The Databricks JDBC driver supports Java Util Logging (JUL) and SLF4J logging frameworks. The available options depend on whether you use the fat JAR or thin JAR.
| JAR Type | JUL | SLF4J (native) | SLF4J (via bridge) |
|---|---|---|---|
Fat JAR (databricks-jdbc-X.Y.Z.jar) |
Supported | Not supported | Supported |
Thin JAR (databricks-jdbc-X.Y.Z-thin.jar) |
Supported | Supported | N/A |
The fat JAR bundles all dependencies with shading. Only JUL logging is natively supported. The fat JAR includes an SLF4J-to-JUL bridge, so logs from internal libraries (Databricks SDK, Apache HTTP client, etc.) are automatically routed to JUL and will appear in your configured log output.
jdbc:databricks://<host>:443;HttpPath=<path>;LogLevel=5;LogPath=/var/log/databricks
Properties props = new Properties();
props.setProperty("LogLevel", "5"); // DEBUG
props.setProperty("LogPath", "/var/log"); // Directory for log files
props.setProperty("LogFileSize", "10"); // Max file size in MB
props.setProperty("LogFileCount", "5"); // Number of rotating files
Connection conn = DriverManager.getConnection(url, props);| Value | Level |
|---|---|
| 0 | OFF |
| 1 | FATAL |
| 2 | ERROR |
| 3 | WARN |
| 4 | INFO |
| 5 | DEBUG |
| 6 | TRACE |
Setting -Dcom.databricks.jdbc.loggerImpl=SLF4JLOGGER with the fat JAR will not produce any log output. The fat JAR is designed for out-of-the-box use with BI tools and applications that cannot manage dependencies. SLF4J is bundled because the Databricks SDK requires it at runtime, and it is shaded to avoid conflicts with user environments. As a result, the shaded SLF4J does not connect to user-provided bindings.
The thin JAR does not bundle dependencies, giving you full control over logging configuration. Both JUL and SLF4J are supported.

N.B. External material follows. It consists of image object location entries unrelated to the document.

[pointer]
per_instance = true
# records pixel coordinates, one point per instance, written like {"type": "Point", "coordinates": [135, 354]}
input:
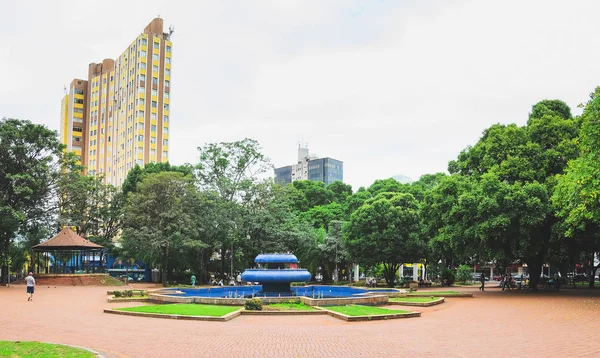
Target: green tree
{"type": "Point", "coordinates": [158, 217]}
{"type": "Point", "coordinates": [464, 273]}
{"type": "Point", "coordinates": [385, 231]}
{"type": "Point", "coordinates": [28, 171]}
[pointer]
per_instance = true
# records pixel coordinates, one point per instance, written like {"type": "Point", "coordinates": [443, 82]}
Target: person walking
{"type": "Point", "coordinates": [482, 288]}
{"type": "Point", "coordinates": [30, 286]}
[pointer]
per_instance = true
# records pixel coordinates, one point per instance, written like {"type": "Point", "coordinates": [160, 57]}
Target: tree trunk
{"type": "Point", "coordinates": [389, 271]}
{"type": "Point", "coordinates": [535, 271]}
{"type": "Point", "coordinates": [165, 268]}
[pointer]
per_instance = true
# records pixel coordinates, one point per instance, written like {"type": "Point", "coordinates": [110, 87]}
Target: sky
{"type": "Point", "coordinates": [388, 87]}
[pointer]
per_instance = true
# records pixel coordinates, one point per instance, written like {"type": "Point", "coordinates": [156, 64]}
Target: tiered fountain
{"type": "Point", "coordinates": [275, 272]}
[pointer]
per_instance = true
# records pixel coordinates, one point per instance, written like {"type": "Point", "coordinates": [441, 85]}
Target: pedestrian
{"type": "Point", "coordinates": [482, 288]}
{"type": "Point", "coordinates": [30, 286]}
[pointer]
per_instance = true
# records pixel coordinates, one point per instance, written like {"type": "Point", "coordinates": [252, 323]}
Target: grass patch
{"type": "Point", "coordinates": [37, 349]}
{"type": "Point", "coordinates": [357, 310]}
{"type": "Point", "coordinates": [413, 299]}
{"type": "Point", "coordinates": [435, 293]}
{"type": "Point", "coordinates": [288, 307]}
{"type": "Point", "coordinates": [184, 309]}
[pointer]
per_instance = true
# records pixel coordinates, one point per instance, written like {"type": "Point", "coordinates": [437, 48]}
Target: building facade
{"type": "Point", "coordinates": [125, 104]}
{"type": "Point", "coordinates": [326, 170]}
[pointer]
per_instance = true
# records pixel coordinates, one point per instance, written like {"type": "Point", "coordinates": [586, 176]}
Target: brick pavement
{"type": "Point", "coordinates": [493, 324]}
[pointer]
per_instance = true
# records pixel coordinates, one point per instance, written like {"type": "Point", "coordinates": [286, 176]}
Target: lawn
{"type": "Point", "coordinates": [357, 310]}
{"type": "Point", "coordinates": [287, 307]}
{"type": "Point", "coordinates": [413, 299]}
{"type": "Point", "coordinates": [184, 309]}
{"type": "Point", "coordinates": [434, 293]}
{"type": "Point", "coordinates": [41, 350]}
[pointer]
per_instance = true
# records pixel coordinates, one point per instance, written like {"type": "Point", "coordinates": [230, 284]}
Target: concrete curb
{"type": "Point", "coordinates": [440, 300]}
{"type": "Point", "coordinates": [96, 353]}
{"type": "Point", "coordinates": [128, 299]}
{"type": "Point", "coordinates": [284, 313]}
{"type": "Point", "coordinates": [378, 317]}
{"type": "Point", "coordinates": [224, 318]}
{"type": "Point", "coordinates": [445, 295]}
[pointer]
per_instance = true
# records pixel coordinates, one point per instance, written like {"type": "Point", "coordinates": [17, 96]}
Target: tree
{"type": "Point", "coordinates": [464, 274]}
{"type": "Point", "coordinates": [158, 218]}
{"type": "Point", "coordinates": [385, 231]}
{"type": "Point", "coordinates": [28, 171]}
{"type": "Point", "coordinates": [576, 194]}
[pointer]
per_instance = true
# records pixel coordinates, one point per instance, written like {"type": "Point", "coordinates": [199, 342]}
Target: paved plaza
{"type": "Point", "coordinates": [492, 324]}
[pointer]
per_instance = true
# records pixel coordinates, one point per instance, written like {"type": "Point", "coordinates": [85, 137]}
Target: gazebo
{"type": "Point", "coordinates": [70, 252]}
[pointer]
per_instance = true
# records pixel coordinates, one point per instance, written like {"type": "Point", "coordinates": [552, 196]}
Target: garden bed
{"type": "Point", "coordinates": [439, 294]}
{"type": "Point", "coordinates": [16, 349]}
{"type": "Point", "coordinates": [417, 301]}
{"type": "Point", "coordinates": [356, 313]}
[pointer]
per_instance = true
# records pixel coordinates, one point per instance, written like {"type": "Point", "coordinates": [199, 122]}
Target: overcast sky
{"type": "Point", "coordinates": [388, 87]}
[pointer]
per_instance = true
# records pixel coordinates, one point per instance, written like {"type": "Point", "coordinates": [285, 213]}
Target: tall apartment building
{"type": "Point", "coordinates": [326, 170]}
{"type": "Point", "coordinates": [119, 116]}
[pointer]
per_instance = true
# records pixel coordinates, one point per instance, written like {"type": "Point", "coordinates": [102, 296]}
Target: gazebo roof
{"type": "Point", "coordinates": [66, 239]}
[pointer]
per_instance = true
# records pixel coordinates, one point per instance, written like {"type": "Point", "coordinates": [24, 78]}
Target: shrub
{"type": "Point", "coordinates": [464, 273]}
{"type": "Point", "coordinates": [253, 304]}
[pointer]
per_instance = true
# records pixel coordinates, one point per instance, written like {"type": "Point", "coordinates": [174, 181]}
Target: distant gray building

Configure via JDBC URL parameters as shown above, or use a logging.properties file:
handlers=java.util.logging.FileHandler, java.util.logging.ConsoleHandler
.level=INFO
java.util.logging.FileHandler.pattern=/var/log/databricks-jdbc.log
java.util.logging.FileHandler.limit=10000000
java.util.logging.FileHandler.count=5
java.util.logging.ConsoleHandler.level=ALLEnable SLF4J logging:
-Dcom.databricks.jdbc.loggerImpl=SLF4JLOGGER
Add an SLF4J binding to your project (e.g., Logback):
<dependency>
<groupId>ch.qos.logback</groupId>
<artifactId>logback-classic</artifactId>
<version>1.4.14</version>
</dependency>Optionally exclude the driver's SLF4J version to use your own:
<dependency>
<groupId>com.databricks</groupId>
<artifactId>databricks-jdbc</artifactId>
<version>3.0.7</version>
<classifier>thin</classifier>
<exclusions>
<exclusion>
<groupId>org.slf4j</groupId>
<artifactId>slf4j-api</artifactId>
</exclusion>
</exclusions>
</dependency>Fat JAR users can integrate driver logs into their SLF4J/Logback setup using the JUL-to-SLF4J bridge.
<dependency>
<groupId>org.slf4j</groupId>
<artifactId>jul-to-slf4j</artifactId>
<version>2.0.13</version>
</dependency>handlers = org.slf4j.bridge.SLF4JBridgeHandler
.level = FINEST-Djava.util.logging.config.file=/path/to/logging.properties
This argument is required to bypass the driver's internal JUL configuration and allow logs to propagate to the SLF4J bridge.
<configuration>
<appender name="CONSOLE" class="ch.qos.logback.core.ConsoleAppender">
<encoder>
<pattern>%d{HH:mm:ss.SSS} [%thread] %-5level %logger{36} - %msg%n</pattern>
</encoder>
</appender>
<!-- Databricks JDBC Driver logs (includes SDK, HTTP client, etc.) -->
<logger name="com.databricks" level="DEBUG"/>
<root level="INFO">
<appender-ref ref="CONSOLE"/>
</root>
</configuration>The com.databricks logger captures all driver logs including shaded internal libraries (Databricks SDK, Apache HTTP client, etc.).